I'd add that Congressional Democrats committed one other major error: they insisted on holding the ten-year cost of the bill under one trillion dollars. This had nothing to do with actual fiscal responsibility -- delaying implementation of the bill does not reduce in any meaningful way its real cost -- and everything to do with with minimizing the perception of big spending. But that calculation in turn hinged upon crediting the public's ability to distinguish one enormous number from another, which assumes that the voters have far more knowledge about policy than they actually do.

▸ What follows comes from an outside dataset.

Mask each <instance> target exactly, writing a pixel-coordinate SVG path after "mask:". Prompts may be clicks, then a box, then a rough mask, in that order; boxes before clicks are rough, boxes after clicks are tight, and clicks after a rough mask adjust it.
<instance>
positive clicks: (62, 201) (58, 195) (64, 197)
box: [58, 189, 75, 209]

So the result is that Democrats delayed the implementation of the bill on the shaky assumption that a "trillion dollar" bill (as everybody calls it) would go over better than a $1.6 trillion bill. But the delay creates a significant window of political vulnerability that Republicans are eager to exploit.

Incidentally, Democrats -- or, at least, a handful of moderate Democrats and Republicans in the Senate -- made the same mistake with the stimulus. They thought the key factor was keeping down the price tag, which was true for about a month. Over the longer term, by far the most important thing was to get the most stimulus, and the greatest possible reduction in unemployment, into the system. Democrats really need to get into their heads that people can barely tell a million from a trillion, let alone comparatively tiny differences between large outlays.